The FedEx profit warning that roiled stock markets may be the ‘first in a series’

September 18, 2022, 8:31 PM UTC
A FedEx delivery truck.
FedEx is a bellwether of global economic growth.

FedEx’s bad news for investors might be just the beginning. The package delivery giant roiled stock markets with a profit warning Thursday evening that sent its shares plunging more than 20% the next day, their biggest-ever daily drop. Fears of similar news from other companies in the weeks ahead are mounting.

The FedEx announcement was the “first in a series of warnings that we may see for the quarters to come,” Swissquote senior analyst Ipek Ozkardeskaya told Bloomberg, adding it “came as a slap” to investors and was a “solid sign” the economy has started slowing.

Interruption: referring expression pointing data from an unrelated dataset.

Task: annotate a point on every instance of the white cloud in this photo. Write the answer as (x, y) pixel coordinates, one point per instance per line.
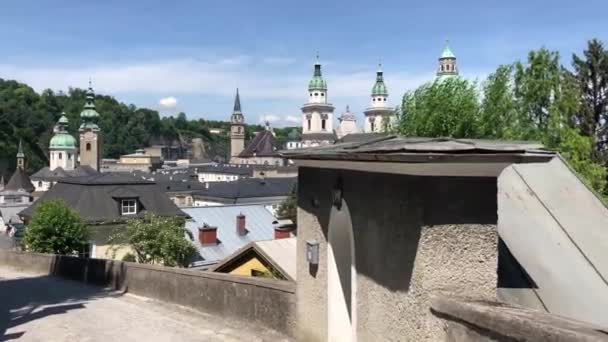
(292, 119)
(168, 102)
(270, 118)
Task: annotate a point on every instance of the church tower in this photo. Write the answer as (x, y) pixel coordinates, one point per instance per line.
(237, 130)
(447, 64)
(317, 113)
(379, 116)
(20, 157)
(62, 148)
(90, 137)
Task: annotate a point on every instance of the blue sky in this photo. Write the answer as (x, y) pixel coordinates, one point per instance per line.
(198, 52)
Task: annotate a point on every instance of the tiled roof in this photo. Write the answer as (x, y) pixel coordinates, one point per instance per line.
(19, 181)
(259, 225)
(261, 146)
(96, 198)
(280, 253)
(249, 188)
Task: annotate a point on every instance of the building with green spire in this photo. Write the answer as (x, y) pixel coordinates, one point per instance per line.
(62, 147)
(90, 137)
(380, 115)
(317, 113)
(447, 64)
(237, 129)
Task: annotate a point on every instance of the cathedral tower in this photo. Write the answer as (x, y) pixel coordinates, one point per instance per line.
(90, 137)
(317, 113)
(237, 130)
(20, 157)
(62, 148)
(447, 64)
(379, 116)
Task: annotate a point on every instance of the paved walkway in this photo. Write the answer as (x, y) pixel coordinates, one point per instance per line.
(43, 308)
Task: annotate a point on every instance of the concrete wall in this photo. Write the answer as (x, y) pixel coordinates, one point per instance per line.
(413, 236)
(473, 320)
(267, 302)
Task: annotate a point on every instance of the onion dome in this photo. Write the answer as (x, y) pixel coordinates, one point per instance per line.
(379, 88)
(62, 139)
(317, 82)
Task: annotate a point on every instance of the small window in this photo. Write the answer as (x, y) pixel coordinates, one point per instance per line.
(128, 206)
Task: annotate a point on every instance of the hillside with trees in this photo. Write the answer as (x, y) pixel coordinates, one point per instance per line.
(537, 99)
(30, 116)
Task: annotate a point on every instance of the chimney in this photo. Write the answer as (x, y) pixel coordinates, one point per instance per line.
(207, 235)
(241, 227)
(281, 233)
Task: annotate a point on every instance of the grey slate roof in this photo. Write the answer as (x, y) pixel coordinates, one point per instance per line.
(329, 136)
(9, 213)
(249, 188)
(45, 174)
(259, 224)
(402, 149)
(19, 181)
(96, 198)
(262, 145)
(233, 169)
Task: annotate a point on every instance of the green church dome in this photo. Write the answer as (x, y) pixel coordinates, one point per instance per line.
(447, 53)
(317, 82)
(63, 141)
(89, 111)
(379, 88)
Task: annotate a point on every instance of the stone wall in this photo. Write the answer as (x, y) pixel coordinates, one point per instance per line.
(413, 236)
(475, 320)
(268, 302)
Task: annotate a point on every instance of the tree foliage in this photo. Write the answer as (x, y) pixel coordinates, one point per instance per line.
(155, 239)
(56, 229)
(533, 100)
(446, 108)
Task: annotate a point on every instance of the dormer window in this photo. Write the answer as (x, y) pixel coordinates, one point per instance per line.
(128, 206)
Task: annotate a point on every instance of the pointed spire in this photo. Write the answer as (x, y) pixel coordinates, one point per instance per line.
(20, 153)
(317, 66)
(237, 102)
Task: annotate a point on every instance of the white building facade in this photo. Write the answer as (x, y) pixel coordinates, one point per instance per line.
(380, 116)
(317, 113)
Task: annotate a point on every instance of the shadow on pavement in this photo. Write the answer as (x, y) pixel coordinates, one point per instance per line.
(23, 300)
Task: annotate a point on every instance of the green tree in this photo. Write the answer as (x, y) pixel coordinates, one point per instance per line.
(591, 72)
(56, 229)
(443, 108)
(156, 239)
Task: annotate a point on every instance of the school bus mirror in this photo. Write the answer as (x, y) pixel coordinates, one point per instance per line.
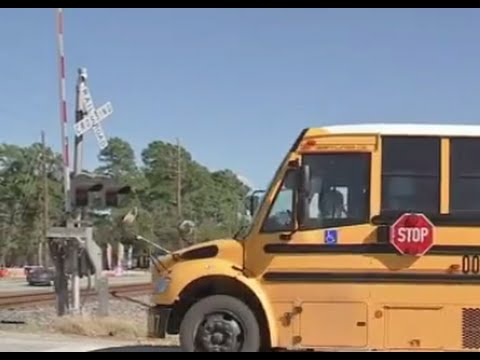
(252, 201)
(303, 209)
(305, 180)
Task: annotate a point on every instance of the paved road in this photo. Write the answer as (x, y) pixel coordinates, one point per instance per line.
(20, 285)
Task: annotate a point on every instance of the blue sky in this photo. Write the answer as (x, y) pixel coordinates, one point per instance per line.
(237, 86)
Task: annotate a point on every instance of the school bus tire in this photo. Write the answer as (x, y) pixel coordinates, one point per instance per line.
(220, 323)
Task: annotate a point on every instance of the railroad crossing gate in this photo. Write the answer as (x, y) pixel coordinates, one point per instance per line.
(412, 234)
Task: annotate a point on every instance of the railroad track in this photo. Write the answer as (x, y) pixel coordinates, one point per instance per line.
(17, 300)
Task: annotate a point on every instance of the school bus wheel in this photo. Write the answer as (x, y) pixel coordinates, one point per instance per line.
(220, 323)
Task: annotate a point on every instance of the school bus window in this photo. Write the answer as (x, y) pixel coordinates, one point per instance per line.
(411, 174)
(281, 215)
(464, 175)
(340, 190)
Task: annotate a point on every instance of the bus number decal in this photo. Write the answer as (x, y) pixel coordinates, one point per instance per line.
(471, 264)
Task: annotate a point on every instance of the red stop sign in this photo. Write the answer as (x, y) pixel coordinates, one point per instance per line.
(412, 234)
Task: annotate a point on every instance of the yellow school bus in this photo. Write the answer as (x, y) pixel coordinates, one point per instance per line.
(317, 270)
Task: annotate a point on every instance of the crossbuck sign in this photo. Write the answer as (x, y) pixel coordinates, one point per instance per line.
(92, 117)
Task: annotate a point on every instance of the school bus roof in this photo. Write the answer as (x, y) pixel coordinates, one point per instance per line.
(400, 129)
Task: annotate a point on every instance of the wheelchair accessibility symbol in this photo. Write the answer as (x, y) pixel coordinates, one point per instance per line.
(331, 237)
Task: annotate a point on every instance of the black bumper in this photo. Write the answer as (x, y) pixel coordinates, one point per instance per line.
(158, 318)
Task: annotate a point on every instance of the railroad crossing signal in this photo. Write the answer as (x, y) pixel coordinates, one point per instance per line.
(412, 234)
(97, 191)
(92, 117)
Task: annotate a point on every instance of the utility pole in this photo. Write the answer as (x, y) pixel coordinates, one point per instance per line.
(42, 260)
(179, 189)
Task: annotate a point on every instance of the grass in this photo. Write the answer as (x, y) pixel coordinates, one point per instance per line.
(91, 326)
(111, 327)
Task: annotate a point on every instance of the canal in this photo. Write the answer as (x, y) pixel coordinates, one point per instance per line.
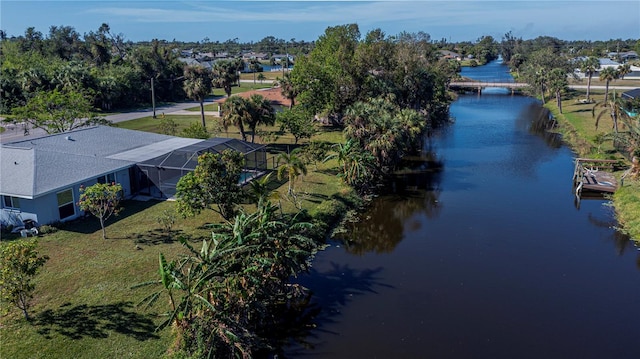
(484, 253)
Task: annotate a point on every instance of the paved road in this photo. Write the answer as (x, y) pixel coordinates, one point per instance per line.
(602, 87)
(16, 132)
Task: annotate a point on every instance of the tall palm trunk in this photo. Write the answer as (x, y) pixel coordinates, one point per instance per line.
(204, 125)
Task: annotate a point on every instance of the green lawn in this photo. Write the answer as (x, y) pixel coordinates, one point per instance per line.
(84, 304)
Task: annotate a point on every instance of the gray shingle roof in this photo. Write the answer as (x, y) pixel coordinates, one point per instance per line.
(35, 167)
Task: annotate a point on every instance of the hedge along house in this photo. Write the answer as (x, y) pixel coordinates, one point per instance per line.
(40, 178)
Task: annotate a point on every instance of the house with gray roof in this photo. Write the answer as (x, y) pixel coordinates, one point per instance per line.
(40, 178)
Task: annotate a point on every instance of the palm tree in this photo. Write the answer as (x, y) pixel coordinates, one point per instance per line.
(540, 79)
(197, 85)
(235, 112)
(259, 191)
(557, 84)
(589, 66)
(623, 70)
(260, 112)
(261, 77)
(225, 75)
(293, 166)
(289, 89)
(254, 66)
(357, 165)
(608, 74)
(614, 107)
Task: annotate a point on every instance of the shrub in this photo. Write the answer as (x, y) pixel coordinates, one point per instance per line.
(47, 229)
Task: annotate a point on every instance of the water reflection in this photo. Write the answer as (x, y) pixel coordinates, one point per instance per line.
(334, 287)
(413, 191)
(539, 121)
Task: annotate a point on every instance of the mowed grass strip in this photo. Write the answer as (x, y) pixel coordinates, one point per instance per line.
(84, 306)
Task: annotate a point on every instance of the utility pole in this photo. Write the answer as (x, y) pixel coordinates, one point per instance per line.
(153, 98)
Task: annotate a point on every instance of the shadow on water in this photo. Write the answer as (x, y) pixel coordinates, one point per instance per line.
(414, 191)
(95, 321)
(332, 289)
(539, 121)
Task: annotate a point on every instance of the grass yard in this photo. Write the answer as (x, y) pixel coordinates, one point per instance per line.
(84, 306)
(270, 76)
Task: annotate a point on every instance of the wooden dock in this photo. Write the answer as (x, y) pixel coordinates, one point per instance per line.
(590, 175)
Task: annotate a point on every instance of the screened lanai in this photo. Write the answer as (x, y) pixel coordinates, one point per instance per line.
(159, 176)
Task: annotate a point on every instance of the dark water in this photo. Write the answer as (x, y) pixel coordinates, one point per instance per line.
(484, 254)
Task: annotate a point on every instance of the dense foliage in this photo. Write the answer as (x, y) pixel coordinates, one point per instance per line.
(213, 184)
(223, 298)
(383, 91)
(112, 72)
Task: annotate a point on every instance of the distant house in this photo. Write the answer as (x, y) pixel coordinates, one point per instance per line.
(261, 56)
(604, 63)
(623, 56)
(277, 58)
(450, 55)
(631, 94)
(40, 178)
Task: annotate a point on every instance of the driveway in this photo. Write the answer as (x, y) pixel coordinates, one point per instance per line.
(14, 133)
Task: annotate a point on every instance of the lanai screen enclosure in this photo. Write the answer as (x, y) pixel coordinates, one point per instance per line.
(159, 176)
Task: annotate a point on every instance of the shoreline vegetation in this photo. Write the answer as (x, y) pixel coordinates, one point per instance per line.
(577, 126)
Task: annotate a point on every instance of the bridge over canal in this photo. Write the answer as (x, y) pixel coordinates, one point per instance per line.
(480, 85)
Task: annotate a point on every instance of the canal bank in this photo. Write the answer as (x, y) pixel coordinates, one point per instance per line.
(578, 130)
(484, 255)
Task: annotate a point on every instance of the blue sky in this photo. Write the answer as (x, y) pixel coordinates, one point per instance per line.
(306, 20)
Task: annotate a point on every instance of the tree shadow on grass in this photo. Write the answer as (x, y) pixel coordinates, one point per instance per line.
(158, 236)
(90, 224)
(95, 321)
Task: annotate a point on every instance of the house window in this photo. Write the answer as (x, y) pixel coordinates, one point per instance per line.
(66, 207)
(11, 202)
(110, 178)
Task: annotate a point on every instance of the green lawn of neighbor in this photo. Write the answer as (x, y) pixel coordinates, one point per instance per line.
(577, 124)
(84, 306)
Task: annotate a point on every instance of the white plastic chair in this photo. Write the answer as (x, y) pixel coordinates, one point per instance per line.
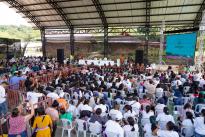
(159, 94)
(111, 134)
(178, 109)
(162, 125)
(199, 107)
(113, 116)
(187, 131)
(132, 134)
(66, 126)
(136, 110)
(80, 127)
(145, 121)
(95, 129)
(186, 89)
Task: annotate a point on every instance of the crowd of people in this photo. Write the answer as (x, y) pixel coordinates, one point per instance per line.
(120, 101)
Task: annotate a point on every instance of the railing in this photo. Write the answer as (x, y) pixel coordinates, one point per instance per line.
(4, 125)
(16, 93)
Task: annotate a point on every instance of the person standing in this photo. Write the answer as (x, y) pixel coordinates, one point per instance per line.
(3, 102)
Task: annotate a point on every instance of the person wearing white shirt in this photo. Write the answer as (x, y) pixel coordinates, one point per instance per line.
(102, 106)
(128, 112)
(201, 83)
(131, 126)
(169, 132)
(148, 113)
(160, 106)
(115, 111)
(86, 106)
(79, 106)
(199, 125)
(53, 95)
(188, 124)
(33, 97)
(148, 127)
(164, 118)
(135, 105)
(114, 126)
(3, 103)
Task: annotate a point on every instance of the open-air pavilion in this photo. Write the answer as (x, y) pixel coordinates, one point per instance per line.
(108, 16)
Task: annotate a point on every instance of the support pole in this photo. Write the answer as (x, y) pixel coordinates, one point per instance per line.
(106, 47)
(43, 40)
(72, 41)
(161, 49)
(147, 31)
(199, 60)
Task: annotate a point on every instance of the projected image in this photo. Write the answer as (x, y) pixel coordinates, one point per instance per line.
(181, 45)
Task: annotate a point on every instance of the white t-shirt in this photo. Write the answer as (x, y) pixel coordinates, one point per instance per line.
(129, 114)
(159, 108)
(53, 95)
(128, 128)
(199, 125)
(114, 112)
(148, 130)
(147, 115)
(102, 107)
(2, 94)
(86, 107)
(33, 97)
(166, 133)
(187, 123)
(165, 118)
(114, 127)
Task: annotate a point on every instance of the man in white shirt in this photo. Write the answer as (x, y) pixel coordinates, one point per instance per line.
(114, 126)
(115, 111)
(53, 95)
(3, 103)
(33, 97)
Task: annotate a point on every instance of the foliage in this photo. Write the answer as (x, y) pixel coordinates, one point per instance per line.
(24, 33)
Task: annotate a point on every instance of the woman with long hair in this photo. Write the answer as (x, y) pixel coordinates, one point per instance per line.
(17, 122)
(128, 112)
(42, 124)
(131, 125)
(199, 125)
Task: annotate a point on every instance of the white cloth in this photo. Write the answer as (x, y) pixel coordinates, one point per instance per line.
(2, 94)
(128, 128)
(187, 123)
(129, 114)
(199, 125)
(165, 118)
(86, 107)
(147, 115)
(166, 133)
(33, 97)
(114, 127)
(148, 130)
(159, 108)
(53, 95)
(102, 107)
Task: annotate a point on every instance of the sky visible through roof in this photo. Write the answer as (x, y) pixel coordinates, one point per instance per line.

Others shared the sense of foreboding. Carl Riccadonna, chief U.S. economist at BNP Paribas, told MarketWatch on Friday, “You are going to see more businesses talking about the slowing economy, less pricing power.” Some companies might “defy the math,” he told the outlet, but ultimately macroeconomic trends drive microeconomic stories.

A global recession

FedEx CEO Raj Subramaniam did not spare investors from the doom and gloom. Asked on CNBC if a “worldwide recession” was ahead, he answered, “I think so; these numbers don’t portend very well. We are seeing volume decline in every segment around the world. So we just assume at this point that economic conditions are not going to be good.”

His company’s poor results are “a reflection of everybody else’s businesses,” he added on a particularly ominous note.

FedEx, with the wide range of items it ships worldwide, has long been considered a bellwether of global economic growth.

The company had been expected to announce its first-quarter earnings on Sept. 22, but opted for the earnings pre-announcement, not surprising given how badly its actual results fell short of forecasts and expectations.  

In its warning, FedEx said it expected business conditions to further weaken, adding it would withdraw guidance for the rest of its fiscal year. It blamed the poor performance on “global volume softness” that “accelerated” in the final weeks of the quarter.

“We are swiftly addressing these headwinds, but given the speed at which conditions shifted, first-quarter results are below our expectations,” Subramaniam said in a statement. “While this performance is disappointing, we are aggressively accelerating cost reduction efforts and evaluating additional measures to enhance productivity, reduce variable costs, and implement structural cost-reduction initiatives.”

The company also said it would defer hiring, reduce flight frequency, close 90 office locations, and reduce capital expenditures by $500 million over the coming year.